The prompt isn’t the project — the project is the prompt
I’ve noticed something in my own work: many small projects take days or weeks not because the model can’t do them, but because I’m feeding the work as a long sequence of tiny prompts. Each prompt is a speed bump: I restate context, I re-correct drift, I reconcile decisions, I re-align style, I ask for a new version, and so on.
Now imagine the opposite: a single dense “project prompt” that contains:
- the goal (what success looks like)
- constraints (style, tone, tech stack, legal/brand rules)
- inputs (existing files, data, assumptions)
- deliverables (exact outputs you want)
- checks (how to validate correctness)
If you can express the whole project like that — coherently — the model can often produce a surprisingly complete first draft. Not perfect, but already shaped. Iteration becomes refinement, not reconstruction.
In other words: a lot of “AI productivity” isn’t about better models. It’s about learning to write better roads.
Why we don’t do this more often
Two reasons, in my experience:
- We lack navigation tools. When the environment is complex, we need structure: templates, checklists, context packets, stable project memory, and a way to keep decisions consistent.
- We lack confidence in first-pass synthesis. We are trained to distrust “one-shot” work. So we micromanage by default, even when the model could have handled a larger chunk.
That’s why the next leap won’t only be a bigger model. It will be better orchestration, better interfaces, and better habits: systems that let us drive at highway speed without crashing.

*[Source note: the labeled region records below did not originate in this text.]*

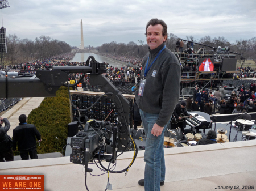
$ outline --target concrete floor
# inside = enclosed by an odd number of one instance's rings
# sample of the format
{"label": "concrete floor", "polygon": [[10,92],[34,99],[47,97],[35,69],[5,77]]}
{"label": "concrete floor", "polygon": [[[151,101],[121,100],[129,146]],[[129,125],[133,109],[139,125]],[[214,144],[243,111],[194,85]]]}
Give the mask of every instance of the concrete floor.
{"label": "concrete floor", "polygon": [[[161,190],[215,190],[217,186],[256,186],[256,140],[164,149],[166,176]],[[110,175],[114,190],[142,191],[138,181],[144,177],[144,151],[126,176]],[[115,169],[129,164],[133,152],[117,160]],[[107,163],[104,162],[107,167]],[[95,164],[89,164],[93,175],[102,173]],[[44,190],[85,190],[84,168],[69,162],[69,158],[55,158],[0,164],[1,175],[43,175]],[[104,190],[107,175],[88,176],[89,190]],[[256,187],[255,187],[256,188]],[[254,189],[255,189],[255,188]],[[233,188],[232,190],[234,189]],[[229,189],[218,189],[228,190]]]}
{"label": "concrete floor", "polygon": [[[18,125],[22,113],[28,115],[40,105],[43,98],[26,98],[2,115],[11,122],[8,134]],[[12,110],[12,111],[11,111]],[[216,129],[217,130],[217,129]],[[144,151],[137,158],[126,176],[110,175],[113,189],[120,191],[144,190],[138,181],[144,177]],[[217,186],[254,186],[256,190],[256,140],[210,145],[165,148],[166,176],[161,190],[228,190]],[[125,168],[133,152],[127,152],[117,160],[115,168]],[[107,167],[108,164],[104,162]],[[89,164],[93,175],[102,173],[95,164]],[[69,162],[69,157],[55,157],[38,160],[0,163],[0,175],[43,175],[44,190],[85,190],[84,168]],[[88,176],[89,190],[104,190],[107,175]]]}
{"label": "concrete floor", "polygon": [[44,97],[27,97],[23,98],[10,109],[3,113],[1,117],[7,118],[11,124],[11,128],[7,132],[7,134],[13,137],[13,130],[19,125],[19,117],[22,114],[27,116],[31,111],[38,108]]}

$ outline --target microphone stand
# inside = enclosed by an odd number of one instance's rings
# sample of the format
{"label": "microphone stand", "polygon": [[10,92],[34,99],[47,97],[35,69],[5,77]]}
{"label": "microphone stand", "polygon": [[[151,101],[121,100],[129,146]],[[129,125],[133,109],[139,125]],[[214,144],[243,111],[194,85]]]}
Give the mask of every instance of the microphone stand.
{"label": "microphone stand", "polygon": [[229,142],[230,142],[230,135],[231,135],[231,128],[232,127],[232,122],[234,120],[236,120],[237,118],[238,118],[240,116],[240,114],[238,114],[237,117],[236,117],[234,118],[233,118],[230,122],[229,122],[226,125],[228,125],[228,124],[230,124],[230,130],[229,130]]}

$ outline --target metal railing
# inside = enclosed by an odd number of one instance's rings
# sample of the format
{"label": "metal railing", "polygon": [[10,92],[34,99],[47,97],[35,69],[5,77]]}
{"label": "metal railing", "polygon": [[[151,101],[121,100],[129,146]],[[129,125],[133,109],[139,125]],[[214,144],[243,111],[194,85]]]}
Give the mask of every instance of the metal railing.
{"label": "metal railing", "polygon": [[0,112],[21,100],[21,98],[1,99],[0,100]]}

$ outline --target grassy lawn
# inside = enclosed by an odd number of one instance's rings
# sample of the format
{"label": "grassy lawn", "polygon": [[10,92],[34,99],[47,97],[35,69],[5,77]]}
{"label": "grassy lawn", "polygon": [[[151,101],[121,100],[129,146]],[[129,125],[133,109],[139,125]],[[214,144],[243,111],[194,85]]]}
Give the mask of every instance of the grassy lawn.
{"label": "grassy lawn", "polygon": [[[240,63],[237,63],[237,67],[240,67]],[[256,69],[256,63],[253,60],[246,60],[245,63],[243,65],[243,67],[251,66],[251,69]]]}

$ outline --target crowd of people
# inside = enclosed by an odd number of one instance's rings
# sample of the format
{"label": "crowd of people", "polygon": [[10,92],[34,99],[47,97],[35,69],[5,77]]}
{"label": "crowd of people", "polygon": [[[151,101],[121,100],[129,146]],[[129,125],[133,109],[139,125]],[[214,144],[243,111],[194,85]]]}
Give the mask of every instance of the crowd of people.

What “better roads” look like in 2026
My bet is that the most valuable progress this year will look like this:
- Project-level prompts replacing chatty, step-by-step prompting
- Workflow scaffolds (plans, validation loops, structured outputs)
- Tools and adapters that turn reasoning into action (search, files, APIs, tests)
- Memory you can trust (what was decided, why, and what must not change)
- Human roles shifting from “typing prompts” to “setting goals and verifying”
If the “capability overhang” idea is correct, then there is an interesting implication: the competitive advantage is not waiting for smarter models. It is learning to use today’s models at a higher gear before everyone else does.
A practical experiment
Next time you start a “small” project, try this: write a one-page project brief as if you were briefing a very capable collaborator. Include the constraints, the exact deliverables, and what “done” means. Then ask the model for a single integrated draft — and only afterwards iterate.
The goal isn’t perfection. The goal is to reduce the number of “traffic lights” between idea and output.